Wenn Patienten mit Symptomen im Rachenbereich kommen, die refluxbedingt sein könnten (s. Kasten), bietet man zunehmend eine oropharyngeale pH-Messung an. Ob das sinnvoll ist, prüften mehrere Studien, berichtete Professor Dr. Stephan Miehlke vom Magen-Darm-Zentrum in Hamburg. In einer prospektiven Untersuchung wurden 59 Personen in drei Gruppen eingeteilt:

  • allein laryngeale Symptome
  • larnygeale plus Refluxsymptome
  • asymptomatische Kontrollen

Alle unterzogen sich einem oropharyngealen pH- sowie einem Speichel-Pepsin-Test. Das Ergebnis: keinerlei Diskrepanzen im Hinblick auf pH, RYAN-Score (misst den Schweregrad des Refluxes im Rachenraum) oder Pepsinwerte. Dasselbe Forscherteam testete auch, ob die oropharyngeale pH-Messung bei Patienten mit entsprechenden Beschwerden eine Vorhersage des PPI-Ansprechens erlaubt. Nach 8–12 wöchiger Omeprazol-Therapie (40 mg/d) fand sich kein Unterschied in den Befunden von Non-/Partiell- oder Komplett-Respondern. Allerdings war der Erfolg der Medikation mit verschiedenen psychometrischen Instrumenten assoziiert, was auf eine große Bedeutung der Psyche in diesem Zusammenhang hindeutet.

Diese Symptome könnten refluxbedingt sein

  • Räusperzwang
  • Kloß im Hals
  • Brennen im Hals
  • übermäßige Verschleimung
  • Heiserkeit
  • chronischer Hustenreiz
Eine dritte Auswertung von 24 Patienten mit chronischen Beschwerden in Mund und Rachen kam zu demselben Schluss: keine Korrelation von pH und Refluxzeichen, unabhängig von einer PPI-Einnahme. Und das i-Tüpfelchen lieferte laut Prof. Miehlke eine kleine Untersuchung aus München, in der die Kollegen den pH an zehn Gastrektomierten, also bar jeder Säureproduktion, maßen – und in sechs Fällen ein pathologisches Resultat erhielten. Fazit: die oropharyngeale pH-Messung bei vermeintlich refluxbedingten Klagen ist überflüssig.
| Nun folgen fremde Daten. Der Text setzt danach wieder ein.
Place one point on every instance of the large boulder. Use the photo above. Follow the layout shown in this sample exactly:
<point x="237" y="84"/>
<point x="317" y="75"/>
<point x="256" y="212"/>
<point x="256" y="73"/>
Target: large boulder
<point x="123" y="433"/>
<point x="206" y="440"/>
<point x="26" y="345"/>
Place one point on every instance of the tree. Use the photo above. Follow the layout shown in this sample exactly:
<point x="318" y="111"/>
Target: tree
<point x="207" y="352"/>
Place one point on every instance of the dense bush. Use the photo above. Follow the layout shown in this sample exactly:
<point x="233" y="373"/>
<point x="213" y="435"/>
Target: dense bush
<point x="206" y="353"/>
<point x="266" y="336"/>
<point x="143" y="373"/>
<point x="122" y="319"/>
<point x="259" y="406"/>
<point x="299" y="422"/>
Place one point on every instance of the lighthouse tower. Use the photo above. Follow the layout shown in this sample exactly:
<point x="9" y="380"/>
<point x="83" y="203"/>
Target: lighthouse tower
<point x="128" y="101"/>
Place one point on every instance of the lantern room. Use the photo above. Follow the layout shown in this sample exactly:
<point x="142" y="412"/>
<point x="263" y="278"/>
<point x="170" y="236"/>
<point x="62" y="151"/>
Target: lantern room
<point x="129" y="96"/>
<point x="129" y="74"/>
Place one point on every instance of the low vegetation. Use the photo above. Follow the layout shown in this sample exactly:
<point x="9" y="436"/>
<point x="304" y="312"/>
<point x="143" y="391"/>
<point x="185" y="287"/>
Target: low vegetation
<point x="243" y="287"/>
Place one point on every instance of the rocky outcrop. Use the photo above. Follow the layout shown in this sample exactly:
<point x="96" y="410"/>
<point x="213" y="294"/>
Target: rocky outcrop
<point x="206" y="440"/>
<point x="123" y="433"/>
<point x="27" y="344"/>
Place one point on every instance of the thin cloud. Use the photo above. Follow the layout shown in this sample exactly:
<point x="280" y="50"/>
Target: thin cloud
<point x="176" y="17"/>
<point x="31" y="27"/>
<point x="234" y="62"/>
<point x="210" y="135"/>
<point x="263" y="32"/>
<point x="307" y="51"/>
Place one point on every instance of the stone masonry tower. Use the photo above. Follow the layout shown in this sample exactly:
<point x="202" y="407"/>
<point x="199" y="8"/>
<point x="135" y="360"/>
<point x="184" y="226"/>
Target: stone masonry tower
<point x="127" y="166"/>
Gegen Sodbrennen helfen PPI nur bedingt

Wie es generell um die Symptomkontrolle mit PPI steht, war Gegenstand der LOPA*-Studie. 333 Patienten mit gastroösophagealer Refluxkrankheit (GERD) und mindestens einjähriger PPI-Therapie nahmen daran teil. Über einen Fragebogen erfassten die Autoren Symptome, vorausgegangene Diagnostik und die Zufriedenheit mit der Behandlung. 39 % der Befragten litten trotz der Behandlung an mindesten zwei Tagen pro Woche unter Sodbrennen, jeder dritte an Regurgitation. „Es scheint, dass wir bei diesen Patienten genauer nachfragen sollten“, so der Kommentar des Gastroenterologen.

Verdickungsmittel aus Algen besser als Antazida

Abhilfe könnte in leichteren Fällen ein Alginat bringen. Es blockiert wie ein Floß die gastrale Säuretasche und lindert so die Beschwerden. Das bestätigte nun eine kontrollierte Multicenterstudie mit 136 PPI-refraktären Patienten. Bei ihnen führte die zusätzliche Anwendung von 4 x10 ml Alginat über sieben Tage zu einer stärkeren Senkung des Refluxscores als mit Placebo. Und eine Metaanalyse aus 14 Publikationen mit mehr als 2000 Teilnehmern wies nach, dass die Wahrscheinlichkeit, mit Alginaten beschwerdefrei zu werden, etwa viermal so hoch liegt wie mit Placebo oder Antazida. (Odds Ratio, OR 4,42). 25 Jahre – so lange gibt es nun die Diagnose der eosinophilen Ösophagitis (EoE). Aktuelle Daten zur Epidemiologie untermauern die zunehmende Bedeutung der Entzündung. Während in Studien vor 2008 die Inzidenz bei 2,8/100 000 Einwohner lag, stieg sie inzwischen auf 7,2/100 000. Darüber hinaus ist die EoE laut einer schwedischen Untersuchung heutzutage die häufigste Ursache für eine ösophageale Ob­struktion. Ob es allerdings tatsächlich eine derartige Steigerung an Krankheitsfällen gibt oder schlicht das Bewusstsein dafür gewachsen ist, bleibt fraglich, betonte Prof. Miehlke.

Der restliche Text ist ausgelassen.